Home / Breaking News / Trump adviser says there are ‘good people’ on the pro-Confederate side in Charlottesville

Trump adviser says there are ‘good people’ on the pro-Confederate side in Charlottesville

White House homeland security adviser Tom Bossert went on CNN Sunday to reiterate his boss’s position that both sides are to blame after a white supremacist rally in Charlottesville, Virginia sparked violence and potentially even a murder. On Saturday, Donald Trump blamed “violence on many sides” for the weekend of chaos.

Bossert echoed Trump. “I’m sure there were good people in the groups that had various opinions on the removal or maintenance of the statue,” Bossert told CNN’s Jake Tapper. “But what they found when they showed up were groups from outside that showed up on both sides, looking for trouble, dressed in riot gear, prepared for violence.”

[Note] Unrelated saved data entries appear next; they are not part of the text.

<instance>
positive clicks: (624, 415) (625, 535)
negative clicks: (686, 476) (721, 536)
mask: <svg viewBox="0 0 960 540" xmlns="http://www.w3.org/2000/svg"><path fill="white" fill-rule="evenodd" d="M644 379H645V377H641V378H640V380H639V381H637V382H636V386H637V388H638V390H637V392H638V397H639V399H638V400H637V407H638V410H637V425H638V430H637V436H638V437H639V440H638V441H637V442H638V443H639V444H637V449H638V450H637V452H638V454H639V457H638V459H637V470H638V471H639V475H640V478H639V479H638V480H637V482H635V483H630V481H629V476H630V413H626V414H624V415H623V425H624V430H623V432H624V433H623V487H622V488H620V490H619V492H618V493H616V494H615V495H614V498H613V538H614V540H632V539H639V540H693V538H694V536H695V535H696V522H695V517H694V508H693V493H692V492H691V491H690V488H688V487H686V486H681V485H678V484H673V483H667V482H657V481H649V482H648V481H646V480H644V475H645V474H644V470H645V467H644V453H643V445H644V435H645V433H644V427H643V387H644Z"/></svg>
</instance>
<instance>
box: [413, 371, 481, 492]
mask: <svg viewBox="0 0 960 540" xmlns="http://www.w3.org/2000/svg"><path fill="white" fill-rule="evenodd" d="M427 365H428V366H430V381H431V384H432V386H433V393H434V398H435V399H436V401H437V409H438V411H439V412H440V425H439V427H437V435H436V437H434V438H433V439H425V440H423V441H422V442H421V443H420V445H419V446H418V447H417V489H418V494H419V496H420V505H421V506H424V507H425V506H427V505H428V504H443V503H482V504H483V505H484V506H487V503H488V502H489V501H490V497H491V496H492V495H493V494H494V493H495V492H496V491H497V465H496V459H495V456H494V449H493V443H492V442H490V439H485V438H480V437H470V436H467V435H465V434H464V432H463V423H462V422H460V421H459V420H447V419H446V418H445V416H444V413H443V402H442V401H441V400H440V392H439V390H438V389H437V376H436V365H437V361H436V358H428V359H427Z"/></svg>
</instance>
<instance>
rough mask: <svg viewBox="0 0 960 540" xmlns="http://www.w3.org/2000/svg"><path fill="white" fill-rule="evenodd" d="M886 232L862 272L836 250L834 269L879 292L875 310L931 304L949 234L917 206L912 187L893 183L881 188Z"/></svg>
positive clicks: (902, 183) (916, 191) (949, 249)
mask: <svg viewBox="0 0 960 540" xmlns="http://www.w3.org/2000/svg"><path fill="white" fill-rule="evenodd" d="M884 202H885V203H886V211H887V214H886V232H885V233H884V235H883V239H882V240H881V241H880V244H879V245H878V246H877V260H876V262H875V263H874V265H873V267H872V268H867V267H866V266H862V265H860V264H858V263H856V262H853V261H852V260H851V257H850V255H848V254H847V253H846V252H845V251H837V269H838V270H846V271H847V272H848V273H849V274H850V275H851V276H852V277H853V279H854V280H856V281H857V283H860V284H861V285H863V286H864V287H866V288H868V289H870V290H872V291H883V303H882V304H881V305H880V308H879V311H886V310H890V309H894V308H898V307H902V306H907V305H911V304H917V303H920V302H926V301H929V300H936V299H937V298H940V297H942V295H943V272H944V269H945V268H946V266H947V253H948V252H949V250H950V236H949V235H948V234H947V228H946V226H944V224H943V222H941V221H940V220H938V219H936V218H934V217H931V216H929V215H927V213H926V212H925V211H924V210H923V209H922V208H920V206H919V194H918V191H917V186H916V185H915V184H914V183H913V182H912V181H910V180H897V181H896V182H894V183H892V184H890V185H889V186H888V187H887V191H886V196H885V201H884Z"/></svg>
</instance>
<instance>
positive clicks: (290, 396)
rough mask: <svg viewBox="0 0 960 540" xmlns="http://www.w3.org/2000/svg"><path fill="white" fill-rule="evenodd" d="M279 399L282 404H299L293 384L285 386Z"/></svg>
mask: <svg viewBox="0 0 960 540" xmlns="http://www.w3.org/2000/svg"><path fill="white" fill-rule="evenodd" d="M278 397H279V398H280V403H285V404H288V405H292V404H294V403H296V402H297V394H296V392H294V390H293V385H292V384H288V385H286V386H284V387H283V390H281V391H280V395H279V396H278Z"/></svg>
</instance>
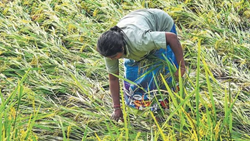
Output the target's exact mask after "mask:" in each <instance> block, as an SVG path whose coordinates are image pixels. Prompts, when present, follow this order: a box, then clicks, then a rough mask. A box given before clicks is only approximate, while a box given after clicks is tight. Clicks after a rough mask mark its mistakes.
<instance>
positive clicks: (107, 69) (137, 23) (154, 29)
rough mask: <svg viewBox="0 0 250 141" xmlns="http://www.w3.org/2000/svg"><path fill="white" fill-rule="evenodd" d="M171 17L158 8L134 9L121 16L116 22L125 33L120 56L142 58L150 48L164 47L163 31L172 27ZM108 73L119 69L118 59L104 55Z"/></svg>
mask: <svg viewBox="0 0 250 141" xmlns="http://www.w3.org/2000/svg"><path fill="white" fill-rule="evenodd" d="M173 24H174V21H173V19H172V18H171V17H170V16H169V15H168V14H167V13H165V12H164V11H162V10H159V9H141V10H136V11H133V12H131V13H129V14H128V15H126V16H125V17H123V18H122V19H121V20H120V21H119V22H118V24H117V26H118V27H120V28H121V29H122V31H123V32H124V33H125V35H124V39H125V41H126V43H127V45H126V46H125V49H126V54H124V55H123V56H122V58H127V59H132V60H135V61H140V60H142V59H143V58H144V57H145V56H147V55H148V54H149V53H150V52H151V51H152V50H157V49H160V48H166V37H165V32H169V31H170V30H171V29H172V27H173ZM105 63H106V68H107V71H108V73H116V72H118V70H119V66H118V65H119V61H118V60H116V59H115V60H111V59H110V58H107V57H105Z"/></svg>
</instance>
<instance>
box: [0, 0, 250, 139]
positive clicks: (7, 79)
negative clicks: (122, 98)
mask: <svg viewBox="0 0 250 141" xmlns="http://www.w3.org/2000/svg"><path fill="white" fill-rule="evenodd" d="M141 8H159V9H163V10H164V11H166V12H167V13H168V14H169V15H171V16H172V17H173V19H174V21H175V24H176V26H177V32H178V37H179V39H180V41H181V44H182V46H183V49H184V53H185V61H186V66H187V71H186V74H185V76H184V77H183V78H179V80H176V81H178V83H179V86H180V91H179V92H171V91H170V90H168V91H169V95H168V97H169V100H170V108H169V109H168V110H167V111H162V112H163V116H164V118H165V121H164V122H163V123H157V122H156V119H155V116H154V114H152V113H151V112H150V111H149V110H145V111H142V112H138V111H136V110H134V109H130V108H128V107H126V106H125V105H124V104H123V106H122V109H123V113H124V119H125V122H124V123H123V122H118V123H116V122H114V121H112V120H111V119H110V116H111V113H112V99H111V96H110V93H109V86H108V78H107V76H108V75H107V72H106V70H105V64H104V61H103V58H102V57H101V56H100V55H99V54H98V53H97V52H96V50H95V47H96V42H97V39H98V37H99V36H100V35H101V33H102V32H104V31H106V30H108V29H109V28H110V27H112V26H114V25H115V24H116V23H117V22H118V21H119V19H120V18H121V17H122V16H124V15H125V14H127V13H129V12H130V11H132V10H136V9H141ZM249 49H250V3H249V1H247V0H178V1H174V0H133V1H129V0H99V1H91V0H85V1H81V0H10V1H7V0H3V1H1V2H0V119H1V122H0V140H107V141H110V140H138V141H140V140H155V141H156V140H249V139H250V134H249V133H250V122H249V121H250V111H249V109H250V103H249V99H250V71H249V70H250V52H249ZM120 63H122V61H121V62H120ZM122 69H123V68H122V67H121V68H120V70H121V72H122ZM118 77H119V78H121V80H123V76H122V73H121V74H120V76H118ZM162 78H164V76H162ZM162 82H163V83H164V84H165V85H166V88H167V89H169V87H168V84H167V83H165V81H164V79H162ZM161 91H164V90H159V92H161ZM121 93H122V91H121ZM121 95H122V94H121ZM121 101H122V103H124V100H123V99H121Z"/></svg>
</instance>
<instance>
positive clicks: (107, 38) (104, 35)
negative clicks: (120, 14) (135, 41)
mask: <svg viewBox="0 0 250 141" xmlns="http://www.w3.org/2000/svg"><path fill="white" fill-rule="evenodd" d="M124 45H125V44H124V39H123V33H122V30H121V29H120V28H119V27H118V26H114V27H112V28H110V30H108V31H106V32H104V33H103V34H102V35H101V36H100V37H99V39H98V42H97V51H98V52H99V53H100V54H101V55H103V56H105V57H108V56H112V55H115V54H116V53H118V52H122V51H123V49H122V47H123V46H124Z"/></svg>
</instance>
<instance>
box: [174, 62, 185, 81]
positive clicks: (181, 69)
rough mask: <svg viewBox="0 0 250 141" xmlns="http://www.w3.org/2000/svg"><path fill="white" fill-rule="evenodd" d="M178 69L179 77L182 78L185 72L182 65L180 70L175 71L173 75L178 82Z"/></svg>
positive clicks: (178, 74) (178, 77)
mask: <svg viewBox="0 0 250 141" xmlns="http://www.w3.org/2000/svg"><path fill="white" fill-rule="evenodd" d="M179 69H181V77H183V75H184V73H185V71H186V69H185V65H182V66H181V67H180V68H178V69H177V70H176V72H175V74H174V75H175V78H176V80H179Z"/></svg>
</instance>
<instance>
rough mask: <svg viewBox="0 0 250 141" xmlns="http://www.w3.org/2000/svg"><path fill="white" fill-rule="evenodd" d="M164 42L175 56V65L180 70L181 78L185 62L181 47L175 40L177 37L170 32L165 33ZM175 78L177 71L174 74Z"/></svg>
mask: <svg viewBox="0 0 250 141" xmlns="http://www.w3.org/2000/svg"><path fill="white" fill-rule="evenodd" d="M166 41H167V43H168V44H169V45H170V47H171V49H172V51H173V52H174V54H175V57H176V60H177V63H178V65H179V67H180V68H181V76H183V75H184V73H185V62H184V58H183V50H182V47H181V44H180V42H179V40H178V38H177V35H176V34H174V33H171V32H166ZM175 76H176V77H178V76H179V74H178V71H177V72H176V73H175Z"/></svg>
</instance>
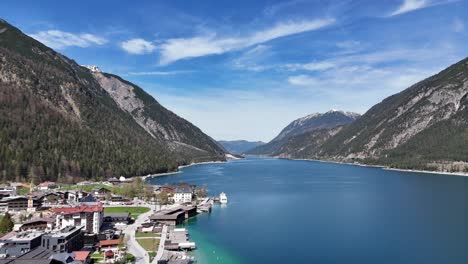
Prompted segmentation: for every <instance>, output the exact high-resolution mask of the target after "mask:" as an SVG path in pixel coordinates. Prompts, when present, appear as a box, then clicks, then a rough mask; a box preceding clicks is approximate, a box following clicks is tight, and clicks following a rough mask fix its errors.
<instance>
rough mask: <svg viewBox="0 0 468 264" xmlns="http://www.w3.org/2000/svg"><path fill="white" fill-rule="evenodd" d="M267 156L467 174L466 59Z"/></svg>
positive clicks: (304, 137) (467, 113)
mask: <svg viewBox="0 0 468 264" xmlns="http://www.w3.org/2000/svg"><path fill="white" fill-rule="evenodd" d="M270 143H271V142H270ZM270 143H268V144H270ZM268 144H267V145H268ZM267 145H265V146H267ZM265 146H262V147H265ZM260 148H261V147H260ZM258 149H259V148H257V153H259V151H258ZM251 152H253V153H255V151H251ZM268 154H269V155H273V156H279V157H286V158H308V159H325V160H335V161H345V162H360V163H366V164H380V165H386V166H390V167H395V168H403V169H423V170H439V171H450V172H461V171H465V172H468V163H467V162H468V58H466V59H464V60H462V61H460V62H458V63H456V64H454V65H452V66H450V67H448V68H447V69H445V70H443V71H441V72H440V73H438V74H436V75H434V76H432V77H429V78H427V79H425V80H423V81H421V82H419V83H416V84H414V85H413V86H411V87H409V88H408V89H406V90H404V91H402V92H400V93H398V94H395V95H392V96H390V97H388V98H386V99H385V100H383V101H382V102H381V103H379V104H377V105H375V106H373V107H372V108H371V109H370V110H369V111H367V112H366V113H365V114H364V115H363V116H362V117H360V118H357V119H356V120H355V121H354V122H352V123H350V124H349V125H343V126H335V127H332V128H323V129H319V130H313V131H308V132H305V133H303V134H299V135H294V136H292V137H289V139H288V140H287V141H286V142H282V144H281V145H280V147H276V148H275V151H273V152H268Z"/></svg>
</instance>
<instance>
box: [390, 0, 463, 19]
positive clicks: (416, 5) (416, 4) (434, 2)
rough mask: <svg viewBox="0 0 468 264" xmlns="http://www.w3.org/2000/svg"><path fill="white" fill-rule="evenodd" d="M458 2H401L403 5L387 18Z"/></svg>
mask: <svg viewBox="0 0 468 264" xmlns="http://www.w3.org/2000/svg"><path fill="white" fill-rule="evenodd" d="M457 1H459V0H403V3H402V4H401V5H400V6H399V7H398V8H397V9H396V10H394V11H393V12H391V13H390V14H389V15H388V16H389V17H391V16H397V15H401V14H404V13H408V12H411V11H415V10H418V9H423V8H427V7H430V6H435V5H443V4H449V3H453V2H457Z"/></svg>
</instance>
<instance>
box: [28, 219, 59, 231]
mask: <svg viewBox="0 0 468 264" xmlns="http://www.w3.org/2000/svg"><path fill="white" fill-rule="evenodd" d="M54 226H55V218H51V217H50V218H47V217H43V218H34V219H31V220H29V221H26V222H24V223H23V224H22V225H21V227H20V228H19V230H20V231H49V230H52V229H54Z"/></svg>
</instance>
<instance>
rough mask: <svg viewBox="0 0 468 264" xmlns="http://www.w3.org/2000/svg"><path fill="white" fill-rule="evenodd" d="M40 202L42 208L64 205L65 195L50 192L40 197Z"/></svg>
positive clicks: (62, 194) (58, 193)
mask: <svg viewBox="0 0 468 264" xmlns="http://www.w3.org/2000/svg"><path fill="white" fill-rule="evenodd" d="M42 201H43V205H44V206H54V205H60V204H64V203H65V194H63V193H59V192H57V193H55V192H50V193H46V194H44V195H42Z"/></svg>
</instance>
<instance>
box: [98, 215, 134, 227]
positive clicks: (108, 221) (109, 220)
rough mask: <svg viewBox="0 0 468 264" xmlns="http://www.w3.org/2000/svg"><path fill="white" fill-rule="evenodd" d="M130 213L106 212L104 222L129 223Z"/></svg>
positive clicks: (129, 218) (116, 223) (117, 223)
mask: <svg viewBox="0 0 468 264" xmlns="http://www.w3.org/2000/svg"><path fill="white" fill-rule="evenodd" d="M129 219H130V213H104V222H108V223H113V224H125V225H126V224H128V221H129Z"/></svg>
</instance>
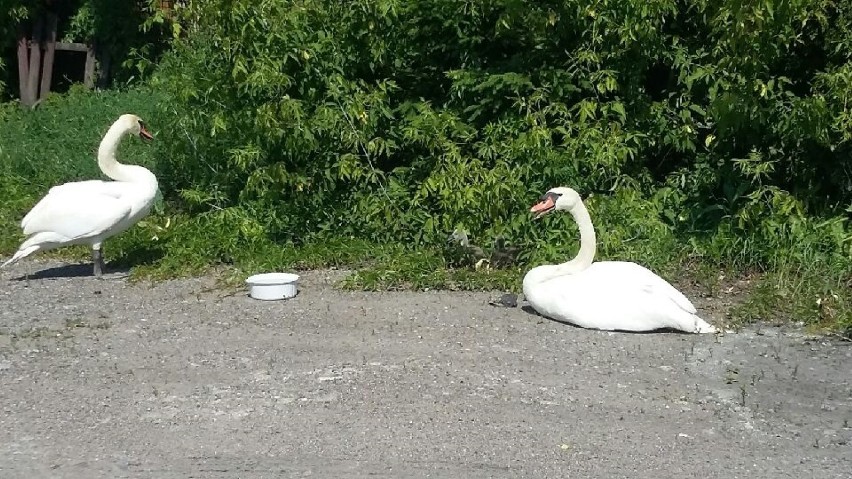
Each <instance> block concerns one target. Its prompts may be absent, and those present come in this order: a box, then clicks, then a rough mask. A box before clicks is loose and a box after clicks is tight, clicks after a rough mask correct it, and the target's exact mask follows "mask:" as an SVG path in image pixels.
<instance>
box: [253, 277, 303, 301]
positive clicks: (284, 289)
mask: <svg viewBox="0 0 852 479" xmlns="http://www.w3.org/2000/svg"><path fill="white" fill-rule="evenodd" d="M298 283H299V275H297V274H291V273H263V274H256V275H254V276H249V277H248V278H247V279H246V284H247V285H248V287H249V296H251V297H252V298H254V299H260V300H263V301H274V300H277V299H288V298H292V297H293V296H296V291H297V289H298Z"/></svg>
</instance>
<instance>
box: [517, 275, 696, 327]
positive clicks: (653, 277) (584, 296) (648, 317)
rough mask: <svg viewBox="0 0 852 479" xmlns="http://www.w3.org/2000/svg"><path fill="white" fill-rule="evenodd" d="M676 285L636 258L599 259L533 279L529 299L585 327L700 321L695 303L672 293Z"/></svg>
mask: <svg viewBox="0 0 852 479" xmlns="http://www.w3.org/2000/svg"><path fill="white" fill-rule="evenodd" d="M672 290H674V291H676V292H677V290H676V289H674V287H673V286H671V285H669V284H668V283H667V282H666V281H665V280H663V279H662V278H660V277H659V276H657V275H655V274H653V273H652V272H650V271H648V270H647V269H645V268H642V267H641V266H639V265H636V264H635V263H621V262H601V263H593V264H592V265H591V266H590V267H588V268H587V269H585V270H583V271H581V272H579V273H575V274H569V275H565V276H560V277H557V278H554V279H552V280H550V281H546V282H544V283H540V284H538V285H535V286H533V287H532V288H530V290H529V294H528V295H527V299H528V300H529V301H530V303H531V304H532V305H533V307H534V308H535V309H536V310H537V311H538V312H540V313H541V314H543V315H545V316H548V317H551V318H554V319H558V320H561V321H567V322H570V323H573V324H576V325H578V326H582V327H584V328H593V329H604V330H615V329H617V330H625V331H651V330H655V329H659V328H666V327H669V328H675V329H681V330H684V331H692V330H694V329H695V324H696V321H701V320H700V319H697V316H695V313H694V311H695V308H694V307H693V306H692V303H690V302H689V300H688V299H686V297H685V296H683V295H682V294H680V293H679V292H678V294H677V295H672V294H671V291H672ZM525 292H526V290H525ZM690 310H691V311H690ZM702 322H703V321H702Z"/></svg>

Setting aside this attempt to draw equivalency — yes, there were counter-protesters who engaged in violence, but none of them killed anyone, and they weren’t there to defend the notion that one race is superior to another — it’s worth focusing on Bossert’s suggestion that there were “good people” who came to Charlottesville to protest the removal of a Confederate memorial.

Robert E. Lee, a racist traitor
Robert E. Lee, a racist traitor

The weekend of violence began after white nationalist groups convened a rally in Charlottesville to protest the city’s decision to remove a statute of Robert E. Lee. Lee, a slaveowner, led a treasonous army against his own nation in order to defend the proposition that one human can own another human.

He was also known as a particularly cruel slaveowner. Lee’s slaves viewed him as “the worst man I ever see” because of his practice of breaking up slave families and hiring different family members off to different plantations.

The initial wave of protesters defending Lee’s statute surrounded a small group of counter-protests on Friday night while holding torches and chanting “you will not replace us” and “white lives matter.” Some of them threw their torches at the counter-protesters.

And, again, they came to Charlottesville to defend the image of a notorious white supremacist who is famous largely for his central role in the greatest act of treason in American history.

Now, in fairness, Bossert is hardly the first person to paint Confederate sympathizers with the brush of normalcy. The urge to reconcile the two warring sides of the nation began almost immediately after the Civil War ended, with African American rights often sacrificed on the altar of such a reconciliation.

But he should know enough about history to understand what, exactly, the pro-Confederate protesters were there to defend.